Département et Métropole : un avenir sous haute tension
Emmanuel Macron souhaite que ces entités fusionnent là où elles partagent un même territoire. Dans les Alpes-Maritimes, cette volonté va se heurter pour l’instant à la rivalité Estrosi - Ciotti
C’est l’un des objectifs d’Emmanuel Macron: diminuer le nombre d’élus locaux, en allégeant le millefeuille territorial. Dès avant la présidentielle, il avait assumé ce choix face aux grands élus départementaux : la réduction « du nombre de Départements d’un quart à l’horizon 2022 » .En les conservant dans les zones rurales, mais en les supprimant là où ils doublonnent avec des Métropoles, « vrais pôles de croissance » de demain. Le chef de l’Etat ne veut toutefois pas d’un «big-bang territorial» et préfère laisser les collectivités avancer elles-mêmes leurs pions. Il les a ainsi encouragées, lundi, «à supprimer les niveaux inutiles sur la base du volontariat ». Lors de son discours de politique générale, le Premier ministre Edouard Philippe avait de son côté posé le principe de ne conserver que deux échelons en dessous de la Région.
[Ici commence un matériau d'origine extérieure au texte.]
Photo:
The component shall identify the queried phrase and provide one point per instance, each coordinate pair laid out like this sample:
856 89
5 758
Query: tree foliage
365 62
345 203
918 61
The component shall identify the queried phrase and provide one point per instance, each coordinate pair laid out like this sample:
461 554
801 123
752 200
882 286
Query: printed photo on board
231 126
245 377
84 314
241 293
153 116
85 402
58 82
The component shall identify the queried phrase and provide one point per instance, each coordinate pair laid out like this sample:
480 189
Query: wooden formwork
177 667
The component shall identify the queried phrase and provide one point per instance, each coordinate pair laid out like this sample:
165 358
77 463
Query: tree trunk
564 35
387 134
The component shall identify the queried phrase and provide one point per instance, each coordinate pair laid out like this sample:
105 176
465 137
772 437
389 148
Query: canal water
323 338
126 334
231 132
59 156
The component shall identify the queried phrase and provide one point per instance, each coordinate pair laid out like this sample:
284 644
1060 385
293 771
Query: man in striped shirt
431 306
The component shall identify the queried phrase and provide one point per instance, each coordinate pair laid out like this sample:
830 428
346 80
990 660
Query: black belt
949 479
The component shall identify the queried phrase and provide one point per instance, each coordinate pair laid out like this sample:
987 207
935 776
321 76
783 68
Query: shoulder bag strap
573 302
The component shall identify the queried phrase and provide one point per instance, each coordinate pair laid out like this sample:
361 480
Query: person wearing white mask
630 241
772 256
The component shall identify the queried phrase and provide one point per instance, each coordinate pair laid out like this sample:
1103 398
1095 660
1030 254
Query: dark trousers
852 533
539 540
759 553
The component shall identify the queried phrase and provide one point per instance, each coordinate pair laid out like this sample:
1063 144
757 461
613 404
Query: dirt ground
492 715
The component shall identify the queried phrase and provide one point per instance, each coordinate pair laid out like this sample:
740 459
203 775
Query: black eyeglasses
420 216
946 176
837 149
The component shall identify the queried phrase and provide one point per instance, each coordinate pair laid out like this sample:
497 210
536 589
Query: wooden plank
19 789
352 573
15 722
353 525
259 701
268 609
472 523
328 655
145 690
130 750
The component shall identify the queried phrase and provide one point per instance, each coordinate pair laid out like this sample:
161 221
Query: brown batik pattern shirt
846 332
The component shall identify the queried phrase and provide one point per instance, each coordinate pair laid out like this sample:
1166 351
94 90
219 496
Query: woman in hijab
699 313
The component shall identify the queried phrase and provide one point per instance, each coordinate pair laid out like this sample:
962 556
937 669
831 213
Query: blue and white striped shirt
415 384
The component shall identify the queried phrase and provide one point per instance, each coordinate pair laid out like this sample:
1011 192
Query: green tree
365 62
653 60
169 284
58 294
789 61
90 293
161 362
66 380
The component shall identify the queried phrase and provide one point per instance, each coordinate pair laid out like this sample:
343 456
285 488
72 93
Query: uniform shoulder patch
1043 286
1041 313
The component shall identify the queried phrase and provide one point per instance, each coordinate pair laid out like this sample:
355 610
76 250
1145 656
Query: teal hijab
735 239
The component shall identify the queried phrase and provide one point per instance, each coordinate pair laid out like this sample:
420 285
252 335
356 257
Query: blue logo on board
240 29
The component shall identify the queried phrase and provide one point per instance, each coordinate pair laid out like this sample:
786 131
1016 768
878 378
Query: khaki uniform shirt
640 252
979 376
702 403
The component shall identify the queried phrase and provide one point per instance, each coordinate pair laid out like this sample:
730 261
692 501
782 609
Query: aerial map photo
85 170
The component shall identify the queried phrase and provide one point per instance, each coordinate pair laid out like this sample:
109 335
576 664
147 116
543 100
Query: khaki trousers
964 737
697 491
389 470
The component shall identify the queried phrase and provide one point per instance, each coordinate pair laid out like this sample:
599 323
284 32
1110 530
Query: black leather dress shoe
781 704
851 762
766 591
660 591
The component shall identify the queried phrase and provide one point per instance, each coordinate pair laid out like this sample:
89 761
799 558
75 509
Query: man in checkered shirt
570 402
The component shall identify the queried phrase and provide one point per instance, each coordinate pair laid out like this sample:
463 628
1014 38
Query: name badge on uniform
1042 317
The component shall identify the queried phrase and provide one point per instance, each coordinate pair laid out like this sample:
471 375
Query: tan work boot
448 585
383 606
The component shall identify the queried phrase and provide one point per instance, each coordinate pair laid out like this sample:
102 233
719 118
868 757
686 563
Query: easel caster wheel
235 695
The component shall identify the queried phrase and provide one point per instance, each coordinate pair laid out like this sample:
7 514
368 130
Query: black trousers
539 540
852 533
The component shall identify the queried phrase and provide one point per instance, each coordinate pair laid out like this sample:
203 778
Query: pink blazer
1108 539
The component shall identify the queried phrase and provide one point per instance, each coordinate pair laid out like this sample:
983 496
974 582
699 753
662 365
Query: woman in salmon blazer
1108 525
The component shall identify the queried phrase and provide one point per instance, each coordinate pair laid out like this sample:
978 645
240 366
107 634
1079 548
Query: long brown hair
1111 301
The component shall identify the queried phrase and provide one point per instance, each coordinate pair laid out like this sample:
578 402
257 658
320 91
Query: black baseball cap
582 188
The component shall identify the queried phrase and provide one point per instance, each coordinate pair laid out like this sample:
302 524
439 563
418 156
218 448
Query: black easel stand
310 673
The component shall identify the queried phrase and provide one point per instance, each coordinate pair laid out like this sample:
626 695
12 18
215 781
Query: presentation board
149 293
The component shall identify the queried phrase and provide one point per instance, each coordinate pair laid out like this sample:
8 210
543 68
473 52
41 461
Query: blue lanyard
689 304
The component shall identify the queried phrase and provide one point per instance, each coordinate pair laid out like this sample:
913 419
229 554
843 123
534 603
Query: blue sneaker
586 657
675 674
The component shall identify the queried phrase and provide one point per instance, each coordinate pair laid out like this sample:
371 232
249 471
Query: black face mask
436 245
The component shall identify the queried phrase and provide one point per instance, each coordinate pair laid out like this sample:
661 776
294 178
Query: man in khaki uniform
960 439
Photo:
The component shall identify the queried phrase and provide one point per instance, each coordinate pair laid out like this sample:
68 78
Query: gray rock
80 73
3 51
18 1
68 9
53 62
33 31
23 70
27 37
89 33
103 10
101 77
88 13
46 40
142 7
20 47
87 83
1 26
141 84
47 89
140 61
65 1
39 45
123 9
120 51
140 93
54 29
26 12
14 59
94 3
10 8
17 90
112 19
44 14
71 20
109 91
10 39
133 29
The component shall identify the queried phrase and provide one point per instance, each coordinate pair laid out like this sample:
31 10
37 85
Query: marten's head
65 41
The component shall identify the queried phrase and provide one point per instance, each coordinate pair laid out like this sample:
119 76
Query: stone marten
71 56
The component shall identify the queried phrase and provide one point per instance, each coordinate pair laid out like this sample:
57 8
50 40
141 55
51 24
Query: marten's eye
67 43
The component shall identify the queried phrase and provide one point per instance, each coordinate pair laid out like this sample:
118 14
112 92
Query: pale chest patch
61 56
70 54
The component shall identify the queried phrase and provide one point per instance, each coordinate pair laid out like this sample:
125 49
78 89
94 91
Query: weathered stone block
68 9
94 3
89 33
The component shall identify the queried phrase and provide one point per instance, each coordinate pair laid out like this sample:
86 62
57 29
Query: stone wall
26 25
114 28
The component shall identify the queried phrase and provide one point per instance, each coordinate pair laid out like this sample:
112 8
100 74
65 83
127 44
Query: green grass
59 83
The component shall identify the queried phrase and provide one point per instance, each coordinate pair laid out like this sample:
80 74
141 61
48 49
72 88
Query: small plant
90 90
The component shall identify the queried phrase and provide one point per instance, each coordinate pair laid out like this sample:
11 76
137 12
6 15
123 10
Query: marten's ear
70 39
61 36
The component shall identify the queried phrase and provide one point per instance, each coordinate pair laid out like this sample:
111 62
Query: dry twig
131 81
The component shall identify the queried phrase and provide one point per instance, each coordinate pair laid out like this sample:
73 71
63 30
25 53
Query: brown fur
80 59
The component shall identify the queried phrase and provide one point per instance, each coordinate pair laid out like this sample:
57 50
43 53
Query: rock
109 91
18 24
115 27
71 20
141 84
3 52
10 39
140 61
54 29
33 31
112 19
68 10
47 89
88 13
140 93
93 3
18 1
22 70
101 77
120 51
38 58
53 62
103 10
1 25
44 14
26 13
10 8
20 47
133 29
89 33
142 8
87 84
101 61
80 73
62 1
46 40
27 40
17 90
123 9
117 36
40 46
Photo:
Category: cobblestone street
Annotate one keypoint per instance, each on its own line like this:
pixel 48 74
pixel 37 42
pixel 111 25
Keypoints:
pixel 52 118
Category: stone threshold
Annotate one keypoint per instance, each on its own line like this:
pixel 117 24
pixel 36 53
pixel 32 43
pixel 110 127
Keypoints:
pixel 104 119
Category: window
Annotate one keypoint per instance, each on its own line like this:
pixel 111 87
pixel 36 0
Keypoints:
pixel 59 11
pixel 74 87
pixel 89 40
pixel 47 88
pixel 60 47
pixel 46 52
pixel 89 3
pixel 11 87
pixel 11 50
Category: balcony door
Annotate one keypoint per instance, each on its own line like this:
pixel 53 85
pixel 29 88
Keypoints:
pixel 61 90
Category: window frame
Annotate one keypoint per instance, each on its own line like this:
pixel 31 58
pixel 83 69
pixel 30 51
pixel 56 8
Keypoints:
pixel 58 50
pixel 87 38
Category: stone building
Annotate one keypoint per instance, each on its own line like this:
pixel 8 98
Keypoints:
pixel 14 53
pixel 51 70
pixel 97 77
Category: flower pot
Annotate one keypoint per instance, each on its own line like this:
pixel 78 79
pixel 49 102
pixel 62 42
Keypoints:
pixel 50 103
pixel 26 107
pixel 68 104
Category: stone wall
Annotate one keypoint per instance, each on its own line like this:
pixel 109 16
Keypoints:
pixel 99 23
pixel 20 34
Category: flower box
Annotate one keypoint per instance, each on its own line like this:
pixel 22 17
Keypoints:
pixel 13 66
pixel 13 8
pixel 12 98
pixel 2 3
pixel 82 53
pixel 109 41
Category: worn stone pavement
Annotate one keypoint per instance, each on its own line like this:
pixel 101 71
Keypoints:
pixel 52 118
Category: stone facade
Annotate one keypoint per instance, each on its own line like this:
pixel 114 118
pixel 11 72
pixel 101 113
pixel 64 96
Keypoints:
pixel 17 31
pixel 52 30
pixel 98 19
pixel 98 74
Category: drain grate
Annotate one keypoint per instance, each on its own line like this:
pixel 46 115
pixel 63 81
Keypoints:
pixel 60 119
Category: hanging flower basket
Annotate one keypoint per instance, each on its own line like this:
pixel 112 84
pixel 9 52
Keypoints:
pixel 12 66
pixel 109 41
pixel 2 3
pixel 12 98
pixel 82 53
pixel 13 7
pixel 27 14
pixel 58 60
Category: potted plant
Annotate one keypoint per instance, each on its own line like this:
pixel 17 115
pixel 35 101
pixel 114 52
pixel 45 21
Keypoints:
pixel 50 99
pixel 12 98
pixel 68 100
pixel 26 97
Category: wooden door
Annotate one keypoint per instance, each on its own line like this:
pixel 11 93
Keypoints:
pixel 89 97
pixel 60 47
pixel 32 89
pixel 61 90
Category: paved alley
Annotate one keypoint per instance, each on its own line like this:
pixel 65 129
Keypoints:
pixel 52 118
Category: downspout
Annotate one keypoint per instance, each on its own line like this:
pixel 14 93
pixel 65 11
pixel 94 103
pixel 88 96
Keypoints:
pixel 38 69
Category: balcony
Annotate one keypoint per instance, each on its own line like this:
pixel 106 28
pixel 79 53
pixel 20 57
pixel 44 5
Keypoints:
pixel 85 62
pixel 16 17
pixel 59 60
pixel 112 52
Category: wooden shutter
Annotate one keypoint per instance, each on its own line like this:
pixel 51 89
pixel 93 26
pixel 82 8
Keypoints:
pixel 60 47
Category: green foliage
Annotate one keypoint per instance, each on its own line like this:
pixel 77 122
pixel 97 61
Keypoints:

Dans cette perspective, les AlpesMaritimes constituent un cas d’école : le Département et la métropole Nice Côte d’Azur y cohabitent entre la Région et les communes.
Le modèle lyonnais
L’idée serait donc que la Métropole absorbe le Département, ce dernier ne subsistant qu’hors des territoires sous la coupe de la Métropole. Cette dernière regroupe environ 50 % de la population maralpine, soit quelque 550 000 habitants sur près de 1,1 million. Ce modèle est celui testé depuis deux ans et demi dans le Rhône où la métropole du Grand Lyon, qui était jusqu’il y a peu présidée par le ministre de l’Intérieur Gérard Collomb, a hérité des pouvoirs du Département sur un périmètre de cinquante-neuf communes. Christian Estrosi, président de la métropole NCA, verrait évidemment d’un bon oeil un tel schéma se dupliquer dans les Alpes-Maritimes. « Nous avons été la première Métropole créée et nous avons déjà récupéré la responsabilité des routes et du transport scolaire sur notre territoire. Ce serait la suite logique », souligne-t-il. L’enthousiasme est naturellement bien moindre dans les couloirs du conseil départemental. Un proche d’Eric Ciotti jauge ainsi «qu’une fois les charges transférées, une fusion ne générerait pas des économies significatives. Pour cela, il faudrait aller au bout de la logique et supprimer carrément le Département. Mais les intercommunalités de l’ouest, Casa et Pays de Lérins, ne paraissent pas encore assez fortes pour s’y substituer, sauf à fusionner entre elles ». Au Grand Lyon, le chef de file de l’opposition LR, FrançoisNoël Buffet, estime pour sa part l’expérience au milieu du gué, évoquant une continuité territoriale parfois bancale et une capacité d’investissement encore restreinte.
Une affaire d’hommes
Dans les Alpes-Maritimes, une éventuelle fusion est aujourd’hui compliquée par la guerre plus que larvée entre Christian Estrosi et Eric Ciotti. Dans la mesure où Emmanuel Macron tient à une réforme qui ne soit « ni mécanique ni unilatérale, qui ne réponde pas à une logique administrative mais à des projets territoriaux», rien ne pourra s’ébaucher tant que le climat entre les deux hommes ne sera pas apaisé. Et ça n’en prend pas le chemin puisqu’ils s’écharpent allégrement par presse interposée, cette semaine encore. Et même lorsque CharlesAnge Ginésy, son successeur potentiel, lui aura succédé, Eric Ciotti gardera les rênes du groupe majoritaire à l’assemblée départementale C’est dire si la refonte territoriale s’annonce, ici, comme une sacrée gageure. 1. Touché par la loi sur le non-cumul des mandats, Eric Ciotti peut pour l’instant continuer à présider le Département, tant que deux recours déposés contre son élection de député n’auront pas été tranchés.